The tricky thing is that we only have a finite amount of time to work on accessory skills such as flexibility, balance, core stability and control.
So how can we fast-track the process of identifying the main contributing factors, deal with them and prevent them from coming back?
While there are many approaches that eventually need to be incorporated, in my opinion the single best way to start is to learn how to stretch. And I don’t mean putting your foot up on a bench and leaning forward for 15 seconds… I mean seriously stretch.
An effective stretch can and will have an immediate impact on how our brain perceives the area that we targeted. Often, tension in a muscle or joint region is simply the product of our brain’s perception of what is happening rather than what is actually happening.*
Our brain doesn’t hold grudges, it often just plays tricks on us. So we are capable of making rapid change to an area as long as it receives the right level of input in order to safely make that change.
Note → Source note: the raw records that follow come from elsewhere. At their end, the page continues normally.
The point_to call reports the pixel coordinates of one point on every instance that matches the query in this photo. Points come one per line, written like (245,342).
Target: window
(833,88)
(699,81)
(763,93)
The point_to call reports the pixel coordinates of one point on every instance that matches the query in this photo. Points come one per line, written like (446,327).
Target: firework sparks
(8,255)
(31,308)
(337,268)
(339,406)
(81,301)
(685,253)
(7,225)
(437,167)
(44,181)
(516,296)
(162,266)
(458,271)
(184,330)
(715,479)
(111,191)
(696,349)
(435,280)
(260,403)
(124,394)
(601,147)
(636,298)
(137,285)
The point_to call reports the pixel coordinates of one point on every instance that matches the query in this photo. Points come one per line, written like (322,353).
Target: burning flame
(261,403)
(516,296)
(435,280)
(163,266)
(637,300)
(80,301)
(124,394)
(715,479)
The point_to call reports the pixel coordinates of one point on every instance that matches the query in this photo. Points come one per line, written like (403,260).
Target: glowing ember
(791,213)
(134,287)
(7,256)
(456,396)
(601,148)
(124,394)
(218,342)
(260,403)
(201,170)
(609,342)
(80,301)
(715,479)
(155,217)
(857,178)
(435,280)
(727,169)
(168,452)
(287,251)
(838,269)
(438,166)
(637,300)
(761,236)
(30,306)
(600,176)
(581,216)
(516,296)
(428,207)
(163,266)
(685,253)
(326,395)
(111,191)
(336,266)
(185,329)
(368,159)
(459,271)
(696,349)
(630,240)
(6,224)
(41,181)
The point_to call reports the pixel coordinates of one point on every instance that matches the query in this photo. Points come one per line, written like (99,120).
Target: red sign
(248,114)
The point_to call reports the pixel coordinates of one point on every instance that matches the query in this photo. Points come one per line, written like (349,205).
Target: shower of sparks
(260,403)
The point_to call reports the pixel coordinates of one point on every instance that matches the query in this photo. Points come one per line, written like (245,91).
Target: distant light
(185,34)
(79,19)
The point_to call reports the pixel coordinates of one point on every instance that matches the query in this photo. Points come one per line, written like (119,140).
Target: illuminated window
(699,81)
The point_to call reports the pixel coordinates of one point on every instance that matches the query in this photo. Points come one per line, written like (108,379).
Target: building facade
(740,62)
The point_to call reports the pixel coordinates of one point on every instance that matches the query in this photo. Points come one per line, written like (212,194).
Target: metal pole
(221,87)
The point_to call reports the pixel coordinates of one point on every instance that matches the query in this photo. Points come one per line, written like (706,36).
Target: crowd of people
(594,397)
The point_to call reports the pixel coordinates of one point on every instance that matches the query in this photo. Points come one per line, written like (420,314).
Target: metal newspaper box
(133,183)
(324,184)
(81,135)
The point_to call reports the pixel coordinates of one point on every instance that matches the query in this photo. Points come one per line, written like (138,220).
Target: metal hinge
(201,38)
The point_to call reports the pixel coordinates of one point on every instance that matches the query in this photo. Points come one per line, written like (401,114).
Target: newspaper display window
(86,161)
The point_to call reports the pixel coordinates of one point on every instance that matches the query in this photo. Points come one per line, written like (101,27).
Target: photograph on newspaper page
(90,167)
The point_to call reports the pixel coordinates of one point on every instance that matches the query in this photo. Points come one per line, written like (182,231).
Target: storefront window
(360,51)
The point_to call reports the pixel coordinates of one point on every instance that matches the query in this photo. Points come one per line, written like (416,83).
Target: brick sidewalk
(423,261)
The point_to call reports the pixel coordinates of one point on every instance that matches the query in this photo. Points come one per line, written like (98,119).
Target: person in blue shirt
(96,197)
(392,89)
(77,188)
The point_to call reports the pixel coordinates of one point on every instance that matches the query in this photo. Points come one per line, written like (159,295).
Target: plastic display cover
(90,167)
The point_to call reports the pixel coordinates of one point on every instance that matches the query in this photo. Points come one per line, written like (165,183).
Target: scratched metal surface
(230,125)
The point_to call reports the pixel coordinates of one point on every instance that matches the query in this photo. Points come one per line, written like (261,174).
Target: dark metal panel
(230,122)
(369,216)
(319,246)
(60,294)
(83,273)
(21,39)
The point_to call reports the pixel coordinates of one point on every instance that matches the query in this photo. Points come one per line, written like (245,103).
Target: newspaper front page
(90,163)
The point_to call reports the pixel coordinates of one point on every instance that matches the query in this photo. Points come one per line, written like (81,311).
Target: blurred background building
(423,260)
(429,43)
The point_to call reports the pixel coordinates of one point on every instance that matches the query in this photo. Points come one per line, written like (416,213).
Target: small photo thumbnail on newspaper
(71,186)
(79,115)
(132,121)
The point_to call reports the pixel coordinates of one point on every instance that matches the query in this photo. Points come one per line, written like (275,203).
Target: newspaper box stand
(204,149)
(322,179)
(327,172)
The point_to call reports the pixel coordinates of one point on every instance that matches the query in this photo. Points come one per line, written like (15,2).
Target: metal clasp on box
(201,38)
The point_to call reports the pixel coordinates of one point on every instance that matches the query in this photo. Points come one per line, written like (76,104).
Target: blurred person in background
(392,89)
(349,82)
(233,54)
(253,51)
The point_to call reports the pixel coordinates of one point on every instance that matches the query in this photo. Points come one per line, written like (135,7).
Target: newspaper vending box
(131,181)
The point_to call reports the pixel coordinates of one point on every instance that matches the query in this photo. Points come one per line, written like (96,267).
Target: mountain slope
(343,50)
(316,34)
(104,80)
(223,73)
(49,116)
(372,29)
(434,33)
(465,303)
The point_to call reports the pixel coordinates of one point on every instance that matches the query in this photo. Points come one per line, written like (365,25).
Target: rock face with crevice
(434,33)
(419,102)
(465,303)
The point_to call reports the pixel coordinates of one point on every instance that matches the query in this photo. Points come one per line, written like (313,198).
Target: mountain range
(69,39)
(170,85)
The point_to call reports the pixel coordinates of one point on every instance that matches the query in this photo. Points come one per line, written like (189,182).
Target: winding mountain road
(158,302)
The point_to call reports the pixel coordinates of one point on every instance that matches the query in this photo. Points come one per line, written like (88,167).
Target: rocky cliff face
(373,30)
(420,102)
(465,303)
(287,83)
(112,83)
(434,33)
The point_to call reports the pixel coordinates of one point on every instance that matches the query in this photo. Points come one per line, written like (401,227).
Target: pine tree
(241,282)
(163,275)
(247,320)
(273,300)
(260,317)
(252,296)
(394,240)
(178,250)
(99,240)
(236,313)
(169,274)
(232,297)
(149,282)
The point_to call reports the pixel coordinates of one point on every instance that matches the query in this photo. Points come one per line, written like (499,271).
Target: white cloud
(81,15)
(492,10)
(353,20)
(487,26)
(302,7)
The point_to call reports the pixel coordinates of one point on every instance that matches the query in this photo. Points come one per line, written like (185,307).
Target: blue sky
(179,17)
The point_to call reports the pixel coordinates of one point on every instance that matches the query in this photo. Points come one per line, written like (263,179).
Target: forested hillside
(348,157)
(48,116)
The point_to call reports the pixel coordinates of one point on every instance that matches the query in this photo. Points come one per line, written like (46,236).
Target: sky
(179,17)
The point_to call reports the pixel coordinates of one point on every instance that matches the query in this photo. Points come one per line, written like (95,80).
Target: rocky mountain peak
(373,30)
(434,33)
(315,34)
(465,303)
The more specific and direct this is, the better the outcome.
In the beginning, I’d advise stretching whilst in complete control of the movement. Even under considerable load and with moderate discomfort, if your brain’s perception of the stretch position is one of confidence and safety, then the body will move into new range that is often unexpected.
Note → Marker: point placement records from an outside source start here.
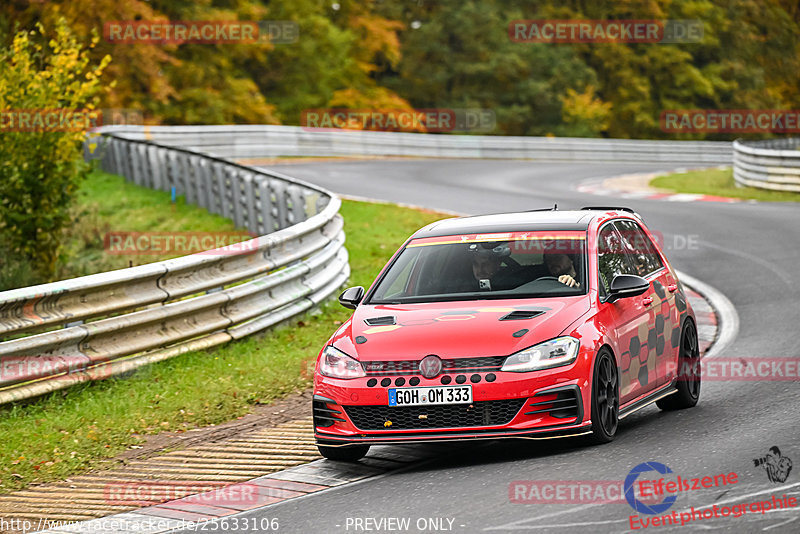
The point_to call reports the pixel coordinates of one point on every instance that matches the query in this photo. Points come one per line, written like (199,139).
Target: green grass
(718,182)
(73,430)
(108,203)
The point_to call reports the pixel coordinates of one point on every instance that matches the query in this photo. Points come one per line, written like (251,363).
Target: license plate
(430,395)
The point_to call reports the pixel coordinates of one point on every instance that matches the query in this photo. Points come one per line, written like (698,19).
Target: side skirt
(658,394)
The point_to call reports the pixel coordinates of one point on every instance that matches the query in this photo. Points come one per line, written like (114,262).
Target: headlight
(553,353)
(337,364)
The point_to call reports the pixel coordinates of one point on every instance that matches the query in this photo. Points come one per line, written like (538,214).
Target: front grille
(562,404)
(457,365)
(483,413)
(323,415)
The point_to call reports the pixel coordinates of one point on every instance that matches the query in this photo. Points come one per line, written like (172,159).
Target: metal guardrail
(769,164)
(110,323)
(257,141)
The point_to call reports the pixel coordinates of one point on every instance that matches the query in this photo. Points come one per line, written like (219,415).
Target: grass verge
(718,182)
(70,431)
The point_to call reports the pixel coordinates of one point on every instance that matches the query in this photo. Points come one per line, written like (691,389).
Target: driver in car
(560,266)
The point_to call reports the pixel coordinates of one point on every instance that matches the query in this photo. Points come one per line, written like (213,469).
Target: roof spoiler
(613,208)
(554,208)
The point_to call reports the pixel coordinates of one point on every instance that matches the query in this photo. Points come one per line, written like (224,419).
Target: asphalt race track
(748,251)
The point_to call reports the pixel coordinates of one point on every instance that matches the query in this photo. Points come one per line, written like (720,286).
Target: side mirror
(627,285)
(351,297)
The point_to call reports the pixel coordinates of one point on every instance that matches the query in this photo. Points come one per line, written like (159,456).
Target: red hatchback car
(535,324)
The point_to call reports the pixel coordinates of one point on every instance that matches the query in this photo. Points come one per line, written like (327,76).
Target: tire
(346,453)
(605,398)
(689,379)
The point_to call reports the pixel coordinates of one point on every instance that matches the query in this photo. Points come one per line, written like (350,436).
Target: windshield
(493,266)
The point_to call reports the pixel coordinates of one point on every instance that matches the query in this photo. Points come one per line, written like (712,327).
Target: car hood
(454,329)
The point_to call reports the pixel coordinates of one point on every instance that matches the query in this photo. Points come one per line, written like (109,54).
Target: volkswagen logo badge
(430,366)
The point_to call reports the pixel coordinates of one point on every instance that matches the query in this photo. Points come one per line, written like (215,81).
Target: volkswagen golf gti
(534,324)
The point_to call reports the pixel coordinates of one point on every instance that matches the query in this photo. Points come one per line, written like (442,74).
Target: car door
(661,351)
(627,316)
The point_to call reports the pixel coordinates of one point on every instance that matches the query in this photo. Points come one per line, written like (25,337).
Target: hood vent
(386,320)
(521,314)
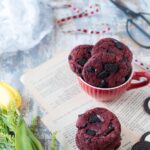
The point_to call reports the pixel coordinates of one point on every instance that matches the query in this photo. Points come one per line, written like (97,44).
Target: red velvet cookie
(98,129)
(104,70)
(110,45)
(78,57)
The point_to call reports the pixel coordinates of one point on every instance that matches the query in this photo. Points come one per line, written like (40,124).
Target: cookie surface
(105,71)
(113,46)
(142,145)
(147,105)
(98,129)
(78,57)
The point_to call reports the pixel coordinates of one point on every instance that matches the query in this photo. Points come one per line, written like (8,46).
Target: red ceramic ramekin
(110,94)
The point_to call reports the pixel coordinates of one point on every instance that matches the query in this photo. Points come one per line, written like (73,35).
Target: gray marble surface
(14,64)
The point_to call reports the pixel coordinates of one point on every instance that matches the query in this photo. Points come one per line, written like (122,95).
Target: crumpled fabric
(23,23)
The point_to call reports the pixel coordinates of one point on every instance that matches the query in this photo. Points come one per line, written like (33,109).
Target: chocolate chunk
(91,69)
(103,84)
(81,61)
(109,130)
(102,75)
(83,126)
(111,68)
(87,140)
(89,49)
(142,145)
(94,118)
(147,105)
(127,77)
(146,137)
(119,45)
(70,57)
(91,132)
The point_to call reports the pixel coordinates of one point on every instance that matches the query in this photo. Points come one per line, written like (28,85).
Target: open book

I like to call these ‘breakthrough’ stretches.
Many of the stretches that I personally favour involve the application of force to achieve a deeper stretch position, to which a person will contract maximally against, as they further explore their range of motion. What happens is a neurological ‘re-mapping’ in the regions of the brain controlling the stretched/contracted tissues, which usually renders the muscle more neurologically active and therefore better able to recruit the individual motor units.**
This often is the difference between unsuccessfully trying to do a pull up and successfully reaching your sternum to the bar.
The experience of an effective stretch is also important. It can help identify and piece together imbalances, pinpoint areas of tightness, uncover strength issues through the full range of motion and highlight problems with motor sequencing. A great stretch will feel immediately different, bringing greater awareness and understanding to how ones body is moving within the context of its physiological limits.
*less commonly, in some situations there is actually a problem that needs to be looked at more closely, in which case it’ll need an expert opinion. Listen to your body.
**this ‘re-mapping’ can temporarily cause an inhibition of the stretched region, but it usually recovers within minutes to hours, depending on the intensity of the stretch. Interestingly, this inhibition can be used to ones advantage, especially when looking at the opposite acting muscle group. Take the hip flexors for example, a strong stretch may inhibit these allowing the opposing gluteal muscles to be more active!